Discuss: Would the fraction of birds in a large sample infected with avian flu virus be a discrete or continuous numerical variable?

Answer: Neither! The variable of interest here is actually categorical (nominal). Why?

Ask yourself the following questions:

  • What is the population of interest?
  • What measurement is being taken on objects in population?
  • What are the characteristics of this measurement (i.e. data type)?

Plots and data types

Frequency distributions of univariate data

Type of data Graphical method
Categorical Bar graph
Numerical Histogram

Plots and data types

Showing association of bivariate data

Type of data Graphical method
Two numerical Scatter plot
Line plot
Map
Two categorical Grouped bar graph
Mosaic plot
Mixed Strip chart
Box plot
Multiple histograms
Cumulative frequency distributions

Plots and data types

Visualize before you analyze!!!

Data visualization is one step in exploratory data analysis.

Quote: …the first step in any data analysis or statistical procedure is to graph the data and look at it. Humans are a visual species, with brains evolved to process visual information. Take advantage of millions of years of evolution, and look at visual representations of your data before doing anything else.
- Whitlock & Schluter

Visualize before you analyze!!!

Data visualization is one step in exploratory data analysis.

Transform before visualize!

If you want to graph some data, you most likely will need to manipulate the data first to put it in the right form.

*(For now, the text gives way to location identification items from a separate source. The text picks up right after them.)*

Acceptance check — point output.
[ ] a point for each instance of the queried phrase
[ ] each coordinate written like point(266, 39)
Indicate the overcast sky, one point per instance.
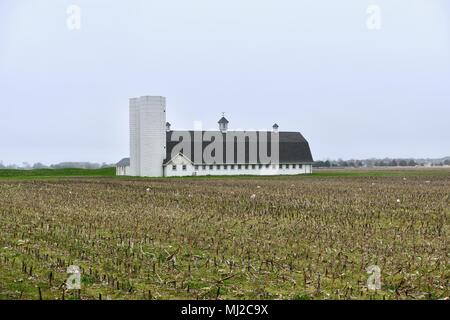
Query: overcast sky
point(311, 66)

Figure 2.1-2. Locust serotonin

Strip chart of serotonin levels in the central nervous system of desert locusts that were experimentally crowded for 0 (the control group), 1, and 2 hours. (left panel)

alt text

Figure 2.1-2. Locust serotonin - Load data

Read the data and store in data frame (here named locustData). The following command uses read.csv to grab the data from a file on the internet (on the current web site).

locustData <- read.csv(paste0(here::here(), "/Datasets/chapter02/chap02f1_2locustSerotonin.csv"))

The read.csv command reads a CSV (comma-separated value) file. It's argument can be a file on your computer, or in this case, a location to the file on the web via a URL.

Question: So where is the data for the book?

Figure 2.1-2. Locust serotonin - Look at data

Show the first few lines of the data, to ensure it read correctly. Determine the number of cases in the data.

head(locustData)
  serotoninLevel treatmentTime
1            5.3             0
2            4.6             0
3            4.5             0
4            4.3             0
5            4.2             0
6            3.6             0

Figure 2.1-2. Locust serotonin - Look at data

Show the first few lines of the data, to ensure it read correctly. Determine the number of cases in the data.

nrow(locustData)
[1] 30

Figure 2.1-2. Locust serotonin - Look at data

Check the object type of the variables using str.

str(locustData)
'data.frame':   30 obs. of  2 variables:
 $ serotoninLevel: num  5.3 4.6 4.5 4.3 4.2 3.6 3.7 3.3 12.1 18 ...
 $ treatmentTime : int  0 0 0 0 0 0 0 0 0 0 ...

Figure 2.1-2. Locust serotonin - Graph data

Draw a stripchart (the tilde “~” means that the first argument below is a formula, relating one variable to the other).

stripchart(serotoninLevel ~ treatmentTime, 
           data = locustData, 
           method = "jitter", 
           vertical = TRUE, 
           xlab="Treatment time (hours)", 
           ylab="Serotonin (pmoles)", 
           cex.lab = 1.5)

Figure 2.1-2. Locust serotonin - Graph data

Draw a stripchart (the tilde “~” means that the first argument below is a formula, relating one variable to the other).

plot of chunk unnamed-chunk-5

Figure 2.1-2. Locust serotonin - Fancier graph

A fancier strip chart, closer to that shown in Figure 2.1-2, by including more options.

# Stripchart with options
par(bty = "l") # plot x and y axes only, not a complete box
stripchart(serotoninLevel ~ treatmentTime, 
           data = locustData, 
           vertical = TRUE, 
           method = "jitter", 
           pch = 16, 
           col = "firebrick", 
           cex = 1.5, 
           cex.lab = 1.5, 
           las = 1,
           ylab = "Serotonin (pmoles)", 
           xlab = "Treatment time (hours)",
           ylim = c(0, max(locustData$serotoninLevel)))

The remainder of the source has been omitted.